Impressively, it was the first time since the 1984 Olympic Games that one country had won medals in both the women's and men's 400 metres.
Unseen but highly rated during her days at Manchester High School, Graham had matured at college in the United States all the way to third place in 49.88 seconds at the 1999 World Championships. In Sydney, host of the 2000 Games, she cruised into the final and at 8:10 pm, local time, she blazed out to an early lead. Mere weeks past her 27th birthday, the slim Jamaican had hustled the first 200 metres and kept going.
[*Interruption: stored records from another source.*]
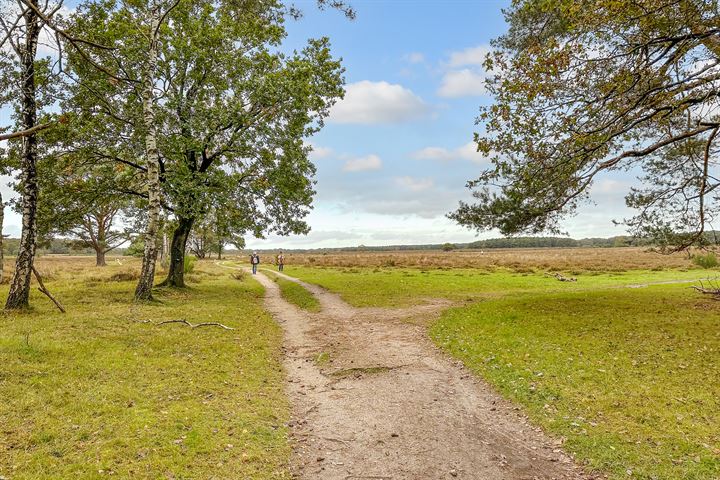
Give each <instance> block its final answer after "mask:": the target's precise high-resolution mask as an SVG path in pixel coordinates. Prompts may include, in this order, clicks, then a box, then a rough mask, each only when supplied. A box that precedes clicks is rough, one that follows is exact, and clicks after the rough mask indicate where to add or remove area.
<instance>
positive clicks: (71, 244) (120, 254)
mask: <svg viewBox="0 0 720 480" xmlns="http://www.w3.org/2000/svg"><path fill="white" fill-rule="evenodd" d="M705 235H706V237H707V238H708V241H709V242H710V243H711V244H718V240H717V239H720V231H710V232H706V234H705ZM19 242H20V240H19V239H17V238H6V239H4V243H3V247H4V248H3V249H4V251H5V255H10V256H12V255H16V254H17V251H18V244H19ZM637 246H646V247H649V246H652V242H651V241H650V240H647V239H642V238H640V239H639V238H634V237H631V236H616V237H610V238H599V237H598V238H582V239H579V240H576V239H574V238H568V237H508V238H491V239H489V240H478V241H477V242H471V243H449V242H448V243H437V244H426V245H382V246H367V245H358V246H356V247H338V248H312V249H285V250H286V251H288V252H297V253H310V252H318V251H322V252H387V251H412V250H468V249H472V250H484V249H493V248H580V247H582V248H611V247H637ZM277 250H279V249H272V250H270V249H267V250H262V251H265V252H267V251H272V252H274V251H277ZM38 253H39V254H41V255H48V254H50V255H94V254H95V252H94V250H93V249H92V248H79V249H78V248H77V243H73V242H71V241H68V240H67V239H63V238H56V239H53V240H51V241H48V242H44V243H42V244H40V245H38ZM225 253H231V254H232V253H239V252H238V251H237V250H227V249H226V250H225ZM112 254H114V255H131V254H133V252H132V248H118V249H116V250H113V251H112Z"/></svg>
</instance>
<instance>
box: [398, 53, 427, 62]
mask: <svg viewBox="0 0 720 480" xmlns="http://www.w3.org/2000/svg"><path fill="white" fill-rule="evenodd" d="M403 60H405V61H406V62H408V63H423V62H424V61H425V55H423V54H422V53H420V52H412V53H408V54H407V55H405V56H404V57H403Z"/></svg>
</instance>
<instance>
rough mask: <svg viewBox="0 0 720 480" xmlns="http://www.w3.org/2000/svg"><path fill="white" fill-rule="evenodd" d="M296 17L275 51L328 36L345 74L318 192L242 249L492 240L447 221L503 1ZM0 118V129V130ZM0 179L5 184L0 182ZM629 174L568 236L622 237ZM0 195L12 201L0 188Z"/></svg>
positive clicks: (607, 191)
mask: <svg viewBox="0 0 720 480" xmlns="http://www.w3.org/2000/svg"><path fill="white" fill-rule="evenodd" d="M295 3H296V5H297V6H298V7H300V8H301V9H302V10H303V12H304V16H303V18H302V19H300V20H297V21H289V22H288V24H287V28H288V37H287V39H286V43H285V45H284V48H286V49H295V48H297V49H301V48H302V47H303V46H304V45H305V43H306V42H307V39H308V38H317V37H322V36H327V37H329V38H330V40H331V44H332V51H333V54H334V55H335V56H336V57H341V58H342V64H343V66H344V67H345V69H346V72H345V79H346V95H345V99H344V100H342V101H340V102H339V103H338V104H337V105H336V106H335V107H333V109H332V111H331V113H330V116H329V118H328V119H327V122H326V125H325V127H324V129H323V130H322V131H321V132H319V133H318V134H316V135H315V136H314V137H313V138H311V139H310V140H309V142H310V143H311V144H312V146H313V147H314V151H313V153H312V154H311V158H312V160H313V161H314V163H315V164H316V166H317V177H316V180H317V184H316V186H315V188H316V190H317V195H316V197H315V201H314V205H313V206H314V208H313V211H312V213H311V214H310V215H309V217H308V218H307V221H308V223H309V225H310V226H311V228H312V230H311V232H310V233H309V234H308V235H296V236H290V237H278V236H274V235H270V236H268V238H266V239H254V238H248V239H247V245H248V247H249V248H325V247H339V246H356V245H361V244H362V245H398V244H426V243H445V242H453V243H460V242H471V241H474V240H477V239H480V238H491V237H497V236H499V235H498V233H497V232H482V233H480V234H478V233H477V232H474V231H471V230H468V229H466V228H464V227H461V226H459V225H457V224H456V223H454V222H453V221H451V220H449V219H447V218H446V214H447V213H449V212H451V211H453V210H454V209H455V208H456V207H457V205H458V202H459V201H460V200H470V192H469V191H468V190H467V189H466V188H465V183H466V182H467V181H468V180H471V179H474V178H476V177H477V176H478V175H479V173H480V172H481V171H482V170H483V169H484V168H485V167H487V165H488V164H487V161H486V159H485V158H483V157H482V156H481V155H480V154H478V153H477V152H476V151H475V146H474V144H473V143H472V139H473V134H474V133H475V132H480V133H482V126H481V125H476V124H475V118H476V116H477V114H478V108H479V106H480V105H485V104H489V103H490V102H491V101H492V99H491V98H490V97H489V96H488V95H487V94H486V92H485V89H484V78H485V73H484V71H483V68H482V65H481V64H482V60H483V57H484V55H485V53H486V52H487V51H488V49H489V43H490V41H491V40H492V39H493V38H496V37H498V36H499V35H501V34H503V33H504V31H505V30H506V28H507V26H506V24H505V22H504V18H503V15H502V11H501V9H502V8H503V7H506V6H507V5H508V4H509V1H503V0H351V1H350V3H351V4H352V6H353V7H354V9H355V10H356V12H357V18H356V19H355V20H348V19H346V18H345V17H344V16H343V15H342V14H341V13H340V12H337V11H334V10H325V11H320V10H318V9H317V8H316V3H315V1H314V0H302V1H296V2H295ZM7 121H8V120H7V115H6V113H5V114H3V113H2V112H0V122H2V123H1V124H2V125H7V123H6V122H7ZM5 180H7V179H5ZM631 183H632V179H631V178H627V176H622V175H616V176H614V177H613V176H607V177H604V178H603V179H601V180H600V181H599V182H598V183H597V184H596V185H595V187H594V189H593V194H592V198H593V202H594V203H593V204H590V205H587V206H586V207H583V208H581V209H580V210H579V212H578V213H577V214H576V215H574V216H572V217H569V218H568V219H567V220H566V221H565V222H564V223H563V228H564V230H565V231H567V232H568V234H569V235H570V236H572V237H574V238H583V237H596V236H612V235H621V234H623V233H624V229H623V228H622V227H618V226H615V225H614V224H613V222H612V220H622V218H627V217H629V216H630V214H631V213H632V212H631V211H629V210H628V209H627V208H626V207H625V203H624V195H625V193H627V191H628V189H629V186H630V184H631ZM2 192H3V196H4V197H5V198H7V195H9V194H10V190H9V188H8V187H7V186H6V185H5V182H3V185H2ZM20 225H21V222H20V218H19V216H18V215H17V214H15V213H14V212H13V213H10V212H9V209H8V212H7V215H6V224H5V233H6V234H9V235H11V236H19V233H20Z"/></svg>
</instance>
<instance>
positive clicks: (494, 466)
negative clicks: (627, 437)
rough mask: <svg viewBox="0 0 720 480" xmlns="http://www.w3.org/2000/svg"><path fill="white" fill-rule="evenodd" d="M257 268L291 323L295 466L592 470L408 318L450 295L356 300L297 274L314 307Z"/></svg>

Home favourite Cathy Freeman went by to win with Graham holding off Britain's Katharine Merry for the silver with a personal time of 49.58 seconds. Graham was overjoyed. Speaking years later to the IAAF, she reflected, “There is a huge heritage with Jamaica’s 400 metres men at the Olympics so to become the first woman to get a medal over that distance was an incredible feeling that has stayed with me ever since.”
Haughton strode to his blocks in lane 8 for his first individual Olympic final at 8:25 pm local time. "I'd missed out on my first Olympics in the individual 400 metres so it was something that I looked forward to because I wanted to be a part of history so as usual once I was in the blocks, I was telling myself that this is something that I wanted through all my life and I wasn't going to blow it."
Just like Graham, Haughton flew through 200 metres. He reached the top of the home straight with training partner Michael Johnson drawing level at 32.1. "I knew with me going out so fast that it was a risk to some degree and it would take away a little bit at the end of the race but I was prepared to do that", he reflected last week.
He held his form as US number 2 Alvin Harrison rushed forward. "After I saw Michael pass and I saw Harrison pass, I started saying to myself, nobody else is going to pass. I rather dive over the finish line", Gregory resolved as he ran the last 50 metres. His focus got him the bronze behind the two Americans in 44.70 seconds.
Also in that final was Greg's compatriot Danny McFarlane.
48 years had passed since George Rhoden and Herb McKenley went 1-2 in 1952. Asked if he had been aware of the historical significance of his effort, the 1995 World Championships bronze medal winner replied, "In the moment, I wasn't really thinking about the history. I was thinking about getting it over with, but it's a humbling experience to be associated with people like the Herb McKenleys the George Rhodens, the Arthur Wints, because all my life I trained for this and if I told you one day, it would have been a possibility, I would be lying."
Humbled by his achievement, Greg recalled, "people didn't see me cry but if you notice at the end of the race, I was on my back and I was looking up in the sky, I was crying literally and crying within because I'm saying God, you gave me this opportunity to at least win an individual Olympic medal which myself I am eternally grateful."